No, it schedules it immediately.
johannes
Hi,
I am running on a virtual machine with Ubuntu. Does mac80211_hwsim not
schedule the packet reception time to the other radio(s) according to
the PHY rate in the packet in order to simulate transmission time over
the air ?
Best Regards
Daniel
On Mon, Sep 1, 2014 at 8:52 PM, Johannes Berg <[email protected]> wrote:
> On Mon, 2014-09-01 at 17:38 +0200, Dani Camps wrote:
>> Dear all,
>>
>> I am testing a simple 1-hop mesh network over wmediumd. The PHY rate I
>> have configured is 54 Mbps, and there is no loss, however the max
>> throughput I get is around 14 Mbps. Without wmediumd I get around 30
>> Mbps, which seems reasonable given the 54 PHY rate.

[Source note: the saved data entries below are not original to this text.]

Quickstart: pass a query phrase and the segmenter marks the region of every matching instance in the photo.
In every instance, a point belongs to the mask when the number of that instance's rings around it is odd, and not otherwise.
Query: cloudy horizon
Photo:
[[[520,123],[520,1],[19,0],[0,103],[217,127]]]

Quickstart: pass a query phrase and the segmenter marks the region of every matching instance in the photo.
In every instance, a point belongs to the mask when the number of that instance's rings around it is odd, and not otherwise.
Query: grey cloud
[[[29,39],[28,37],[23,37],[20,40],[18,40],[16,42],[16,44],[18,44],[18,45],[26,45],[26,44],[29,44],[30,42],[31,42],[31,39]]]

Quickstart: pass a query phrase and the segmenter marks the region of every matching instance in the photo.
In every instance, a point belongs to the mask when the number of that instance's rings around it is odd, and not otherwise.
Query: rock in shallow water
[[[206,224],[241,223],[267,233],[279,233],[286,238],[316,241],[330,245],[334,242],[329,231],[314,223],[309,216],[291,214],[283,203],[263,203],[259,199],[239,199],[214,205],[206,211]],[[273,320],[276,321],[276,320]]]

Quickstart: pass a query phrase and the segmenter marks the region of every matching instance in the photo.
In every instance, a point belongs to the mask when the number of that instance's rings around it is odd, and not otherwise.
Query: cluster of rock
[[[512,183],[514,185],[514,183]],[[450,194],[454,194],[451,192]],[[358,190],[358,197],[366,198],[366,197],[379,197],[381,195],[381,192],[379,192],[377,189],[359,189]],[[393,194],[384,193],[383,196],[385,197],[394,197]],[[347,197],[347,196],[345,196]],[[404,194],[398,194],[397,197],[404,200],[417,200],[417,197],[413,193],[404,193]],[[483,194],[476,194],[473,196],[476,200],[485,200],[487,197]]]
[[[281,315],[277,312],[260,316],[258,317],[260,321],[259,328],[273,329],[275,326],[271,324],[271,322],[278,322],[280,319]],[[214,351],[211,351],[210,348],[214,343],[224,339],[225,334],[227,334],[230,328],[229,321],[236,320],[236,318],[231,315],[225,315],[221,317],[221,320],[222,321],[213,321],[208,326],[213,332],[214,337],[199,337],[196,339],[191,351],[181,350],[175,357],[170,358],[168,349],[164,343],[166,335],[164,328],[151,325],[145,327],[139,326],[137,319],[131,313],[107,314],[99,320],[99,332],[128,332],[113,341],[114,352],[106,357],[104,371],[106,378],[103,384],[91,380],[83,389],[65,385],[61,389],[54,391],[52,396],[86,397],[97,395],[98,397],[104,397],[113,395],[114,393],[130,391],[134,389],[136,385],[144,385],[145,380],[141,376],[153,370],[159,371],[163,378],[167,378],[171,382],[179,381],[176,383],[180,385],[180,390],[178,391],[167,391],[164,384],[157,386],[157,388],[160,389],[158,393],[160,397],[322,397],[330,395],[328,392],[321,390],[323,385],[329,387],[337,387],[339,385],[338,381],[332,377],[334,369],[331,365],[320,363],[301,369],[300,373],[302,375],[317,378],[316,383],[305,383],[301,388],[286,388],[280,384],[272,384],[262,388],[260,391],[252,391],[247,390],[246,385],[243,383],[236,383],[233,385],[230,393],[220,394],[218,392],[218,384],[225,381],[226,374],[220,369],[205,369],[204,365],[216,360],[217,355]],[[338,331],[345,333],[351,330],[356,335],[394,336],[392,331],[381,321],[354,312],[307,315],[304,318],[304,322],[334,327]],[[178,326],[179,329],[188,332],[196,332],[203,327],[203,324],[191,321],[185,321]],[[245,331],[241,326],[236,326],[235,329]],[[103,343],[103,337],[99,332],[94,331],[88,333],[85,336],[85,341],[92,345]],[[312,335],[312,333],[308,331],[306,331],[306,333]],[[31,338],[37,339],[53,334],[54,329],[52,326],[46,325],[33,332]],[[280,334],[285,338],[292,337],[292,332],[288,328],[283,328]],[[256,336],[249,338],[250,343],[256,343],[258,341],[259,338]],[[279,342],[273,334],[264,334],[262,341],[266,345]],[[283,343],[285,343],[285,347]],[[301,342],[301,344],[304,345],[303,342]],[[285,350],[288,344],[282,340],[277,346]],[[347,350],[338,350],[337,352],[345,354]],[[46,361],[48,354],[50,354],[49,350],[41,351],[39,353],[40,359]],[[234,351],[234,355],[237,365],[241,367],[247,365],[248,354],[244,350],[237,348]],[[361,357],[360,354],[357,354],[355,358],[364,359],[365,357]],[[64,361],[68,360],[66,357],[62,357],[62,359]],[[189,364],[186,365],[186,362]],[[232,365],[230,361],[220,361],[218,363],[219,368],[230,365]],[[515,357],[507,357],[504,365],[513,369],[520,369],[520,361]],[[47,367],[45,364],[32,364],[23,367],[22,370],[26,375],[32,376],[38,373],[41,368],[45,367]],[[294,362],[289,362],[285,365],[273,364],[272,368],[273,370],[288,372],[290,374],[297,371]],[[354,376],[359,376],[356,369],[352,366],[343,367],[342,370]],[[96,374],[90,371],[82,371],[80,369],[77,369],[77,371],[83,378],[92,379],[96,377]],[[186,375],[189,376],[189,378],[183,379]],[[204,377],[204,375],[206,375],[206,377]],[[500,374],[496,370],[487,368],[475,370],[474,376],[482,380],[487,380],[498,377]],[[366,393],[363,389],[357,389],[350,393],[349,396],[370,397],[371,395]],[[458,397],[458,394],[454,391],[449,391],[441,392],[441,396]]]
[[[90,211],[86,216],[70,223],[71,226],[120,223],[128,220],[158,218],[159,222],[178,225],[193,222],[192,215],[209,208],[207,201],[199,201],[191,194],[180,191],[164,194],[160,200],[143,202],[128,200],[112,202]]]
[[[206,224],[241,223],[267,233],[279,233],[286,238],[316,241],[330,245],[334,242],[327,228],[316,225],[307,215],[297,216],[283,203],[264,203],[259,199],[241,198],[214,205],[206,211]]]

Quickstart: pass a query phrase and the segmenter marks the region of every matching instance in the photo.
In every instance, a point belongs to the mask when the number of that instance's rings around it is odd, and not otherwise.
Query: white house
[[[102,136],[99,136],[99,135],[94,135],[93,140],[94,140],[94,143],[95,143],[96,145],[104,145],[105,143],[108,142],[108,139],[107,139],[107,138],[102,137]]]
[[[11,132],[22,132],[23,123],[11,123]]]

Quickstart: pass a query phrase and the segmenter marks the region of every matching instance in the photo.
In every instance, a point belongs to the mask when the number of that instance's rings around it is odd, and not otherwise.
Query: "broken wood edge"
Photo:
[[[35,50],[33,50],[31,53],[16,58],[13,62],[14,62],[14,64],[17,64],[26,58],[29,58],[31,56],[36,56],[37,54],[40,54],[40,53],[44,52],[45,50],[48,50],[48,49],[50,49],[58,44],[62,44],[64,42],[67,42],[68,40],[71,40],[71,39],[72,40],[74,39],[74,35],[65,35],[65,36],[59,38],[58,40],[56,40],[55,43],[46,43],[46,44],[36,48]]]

As I noted above
>> there is no loss probability configured in wmediumd.
>>
>> My impression is that the performance drop is due to the overhead of
>> switching between kernel and user space in wmediumd, however it
>> surprises me that the penalty is so high.
>>
>> Has anyone had a similar experience? Could there be a way to overcome
>> this bottleneck?
>
> What kind of system are you running on? The virtual PHY rate isn't taken
> into account at all, so you should see far higher performance.
>
> johannes
>
On Fri, Sep 05, 2014 at 09:03:25AM -0400, Bob Copeland wrote:
> Indeed you can.
>
> For what it's worth, although I can't speak for wmediumd at the moment,
> in the precursor to it that I wrote, I got about 25 Mbps achieved with
> a phy rate of 54 Mbps when simulating the physical layer, which I think
> is pretty close to real world overhead in non-agg case. With plain old
> mac80211_hwsim you can get several Gbps.
Sort of - it relied on a different hwsim interface than what made it
upstream, and was for a one-off investigation, so it's mostly useless.
Code is here though:
http://bobcopeland.com/srcs/wifi_sim.tar.gz
Glancing at the wmediumd code again, it doesn't try to simulate airtime
either, just does some loss reporting. Do you have a use-case which
needs the airtime simulation?
A while ago, I rewrote my PER computations in C instead of pre-generating
them from matlab into a huge lookup table (see per.c):
https://github.com/bcopeland/wmediumd/tree/add_per_model
So, I'd be interested in hooking that up and throwing a scheduler into
wmediumd to optionally simulate airtime.